Answer
a) ${\bf 4.55\times 10^{-13}}\;\rm J $
b) ${\bf 2844}\;\rm rev$
Work Step by Step
$$\color{blue}{\bf [a]}$$
The maximum kinetic energy of the proton occurs when it is at maximum velocity which occurs when the proton reaches the edge diameter of the cyclotron.
$$K_{\rm max}=\frac{1}{2}mv_{\rm max}^2\tag 1$$
Now we need to find $v_{\rm max}$. We know that the only force exerted on the proton inside a cyclotron is the magnetic force which is given by
$$F_B=qvB\sin90^\circ=ma_r$$
where $a_r$ is the radial acceleration which is given by $v^2/R$, so
$$qvB=\dfrac{mv^2}{R}$$
$$q B=\dfrac{mv }{R}$$
$$q B=\dfrac{mv_{\rm max} }{R_{\rm max}}$$
Hence,
$$v_{\rm max} =\dfrac{q BR_{\rm max}}{m}$$
Plug into (1),
$$K_{\rm max}=\frac{1}{2}m\left[\dfrac{q BR_{\rm max}}{m}\right]^2$$
$$K_{\rm max}= \dfrac{q^2 B^2R^2_{\rm max}}{2m} $$
Plug the known;
$$K_{\rm max}= \dfrac{(1.6\times 10^{-19})^2 (0.75)^2 (32.5\times 10^{-2})^2 }{2(1.67\times 10^{-27})} $$
$$K_{\rm max}= \color{red}{\bf 4.55\times 10^{-13}}\;\rm J $$
$$\color{blue}{\bf [b]}$$
To find the number of revolutions, we need to find the energy gained during one full cycle and then divide that by the maximum kinetic energy gained.

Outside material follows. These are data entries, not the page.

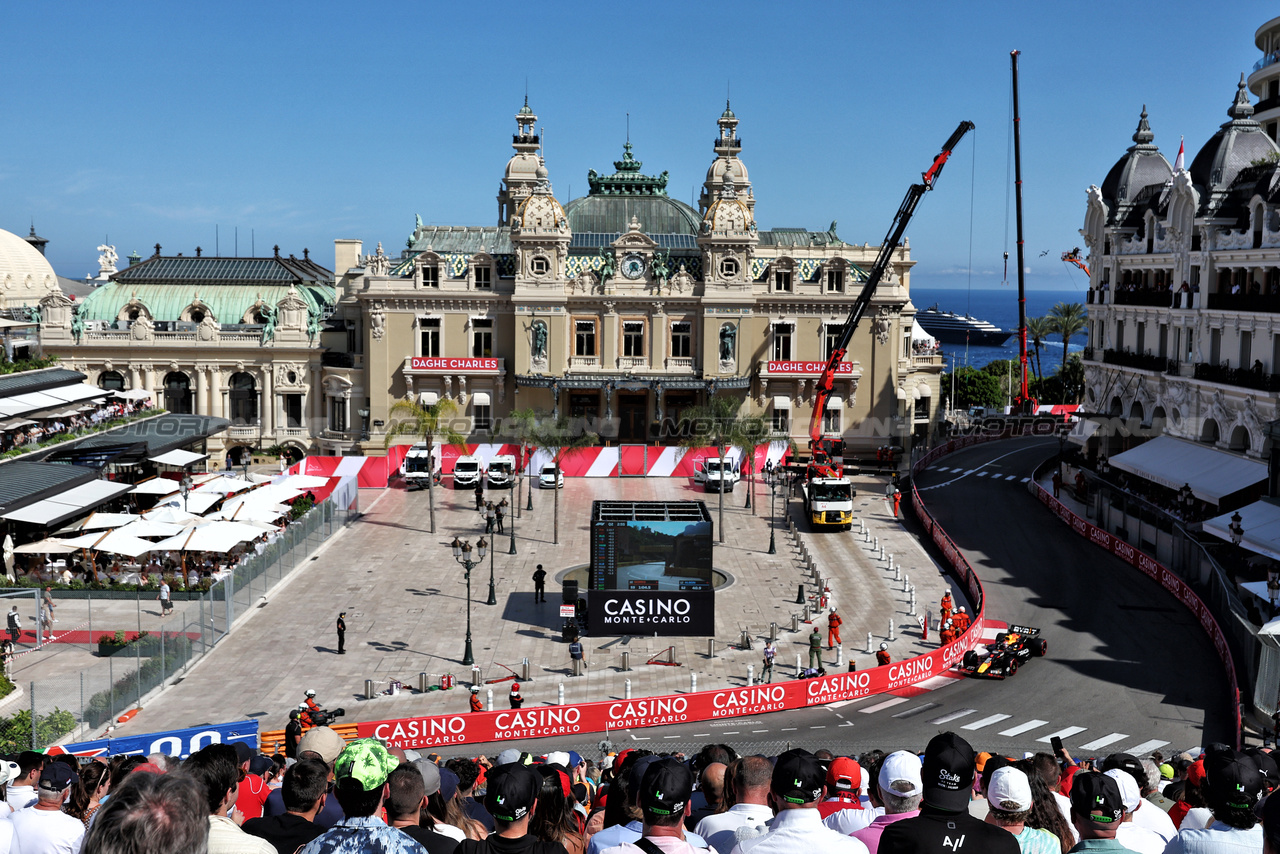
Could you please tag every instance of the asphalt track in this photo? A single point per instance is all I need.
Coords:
(1127, 668)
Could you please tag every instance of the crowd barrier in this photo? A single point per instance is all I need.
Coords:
(1162, 575)
(579, 718)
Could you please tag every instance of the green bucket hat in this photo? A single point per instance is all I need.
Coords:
(366, 762)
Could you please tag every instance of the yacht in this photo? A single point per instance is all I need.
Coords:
(952, 328)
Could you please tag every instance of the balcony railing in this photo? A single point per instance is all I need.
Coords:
(1243, 377)
(1128, 359)
(1244, 301)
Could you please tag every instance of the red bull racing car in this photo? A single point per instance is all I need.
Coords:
(1004, 656)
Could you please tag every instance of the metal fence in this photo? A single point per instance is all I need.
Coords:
(120, 676)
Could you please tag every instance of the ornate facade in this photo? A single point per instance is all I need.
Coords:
(624, 305)
(228, 337)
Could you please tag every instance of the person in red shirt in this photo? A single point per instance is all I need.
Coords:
(833, 624)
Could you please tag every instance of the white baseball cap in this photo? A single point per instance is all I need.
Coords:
(1009, 790)
(901, 765)
(1129, 794)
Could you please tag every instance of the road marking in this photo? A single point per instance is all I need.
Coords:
(886, 704)
(986, 721)
(1146, 747)
(952, 716)
(1023, 727)
(1063, 734)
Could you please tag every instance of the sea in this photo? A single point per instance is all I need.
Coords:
(1000, 307)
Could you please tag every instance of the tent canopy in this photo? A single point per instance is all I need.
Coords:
(1171, 462)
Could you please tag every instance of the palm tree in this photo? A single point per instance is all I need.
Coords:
(412, 419)
(1069, 319)
(560, 438)
(1038, 329)
(716, 423)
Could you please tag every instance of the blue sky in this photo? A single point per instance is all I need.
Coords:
(158, 122)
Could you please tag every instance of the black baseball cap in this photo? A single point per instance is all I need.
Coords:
(1097, 791)
(56, 776)
(1233, 779)
(666, 788)
(512, 790)
(799, 777)
(947, 772)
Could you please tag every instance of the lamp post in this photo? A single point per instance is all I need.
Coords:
(462, 555)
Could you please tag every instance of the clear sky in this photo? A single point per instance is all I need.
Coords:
(147, 123)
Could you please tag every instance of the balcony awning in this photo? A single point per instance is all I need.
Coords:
(1171, 462)
(1261, 524)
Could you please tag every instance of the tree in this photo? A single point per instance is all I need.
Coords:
(1069, 319)
(1038, 329)
(560, 438)
(717, 423)
(425, 423)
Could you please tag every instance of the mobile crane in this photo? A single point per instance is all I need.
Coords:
(827, 493)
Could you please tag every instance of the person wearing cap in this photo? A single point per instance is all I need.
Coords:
(796, 786)
(664, 797)
(511, 799)
(1143, 814)
(749, 789)
(304, 791)
(897, 791)
(360, 785)
(1009, 803)
(945, 823)
(45, 827)
(1097, 812)
(215, 770)
(1233, 786)
(324, 745)
(842, 809)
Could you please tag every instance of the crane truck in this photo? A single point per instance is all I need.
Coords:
(827, 493)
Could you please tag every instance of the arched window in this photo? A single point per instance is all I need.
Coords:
(243, 398)
(177, 393)
(110, 380)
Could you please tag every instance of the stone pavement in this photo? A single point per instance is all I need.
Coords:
(406, 610)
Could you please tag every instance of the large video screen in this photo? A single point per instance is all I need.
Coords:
(645, 555)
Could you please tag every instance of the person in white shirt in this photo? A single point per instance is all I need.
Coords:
(750, 813)
(45, 829)
(796, 788)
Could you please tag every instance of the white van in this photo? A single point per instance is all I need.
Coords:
(502, 471)
(466, 473)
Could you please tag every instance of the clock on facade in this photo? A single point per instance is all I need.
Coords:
(632, 266)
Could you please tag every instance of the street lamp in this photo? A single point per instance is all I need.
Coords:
(462, 555)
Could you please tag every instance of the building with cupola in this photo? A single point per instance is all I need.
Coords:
(624, 306)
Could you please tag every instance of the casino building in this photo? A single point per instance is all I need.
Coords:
(625, 305)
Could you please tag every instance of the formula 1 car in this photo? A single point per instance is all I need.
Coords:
(1005, 654)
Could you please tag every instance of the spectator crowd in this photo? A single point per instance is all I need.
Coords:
(336, 798)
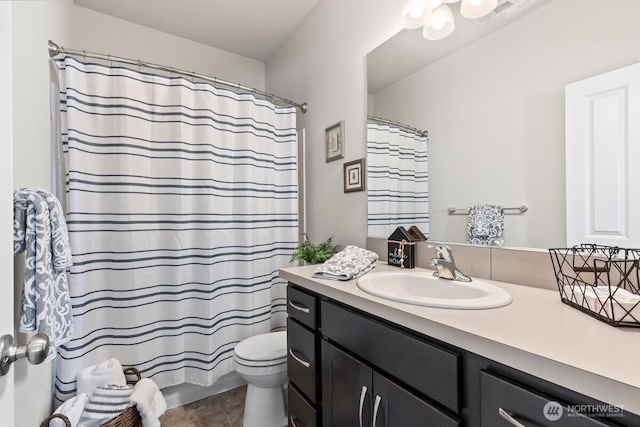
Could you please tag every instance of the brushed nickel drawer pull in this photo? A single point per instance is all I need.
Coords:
(510, 419)
(299, 307)
(292, 421)
(376, 407)
(363, 394)
(299, 360)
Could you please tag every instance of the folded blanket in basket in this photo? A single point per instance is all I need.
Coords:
(106, 403)
(350, 263)
(107, 372)
(149, 401)
(72, 409)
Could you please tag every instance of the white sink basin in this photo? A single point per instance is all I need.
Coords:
(421, 288)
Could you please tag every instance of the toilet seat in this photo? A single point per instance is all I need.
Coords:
(268, 349)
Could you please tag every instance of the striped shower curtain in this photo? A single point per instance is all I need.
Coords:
(397, 180)
(181, 205)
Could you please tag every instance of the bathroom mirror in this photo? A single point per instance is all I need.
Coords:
(494, 107)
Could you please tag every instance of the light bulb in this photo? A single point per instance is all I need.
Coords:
(415, 13)
(438, 22)
(441, 24)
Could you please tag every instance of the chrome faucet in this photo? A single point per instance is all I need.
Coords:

The energy gained in on full cycle is given by
$$U_{\rm cycle}=2q\Delta V$$
the 2 is because that the proton accelerates through the potential difference of 500 V two times during one full cycle.
Hence,
$$N=\dfrac{K_{\rm max}}{U_{\rm cycle}}=\dfrac{K_{\rm max}}{2q\Delta V}$$
Plug the known;
$$N= \dfrac{4.55\times 10^{-13} }{2(1.6\times 10^{-19})(500)}$$
$$N=\color{red}{\bf 2844}\;\rm rev$$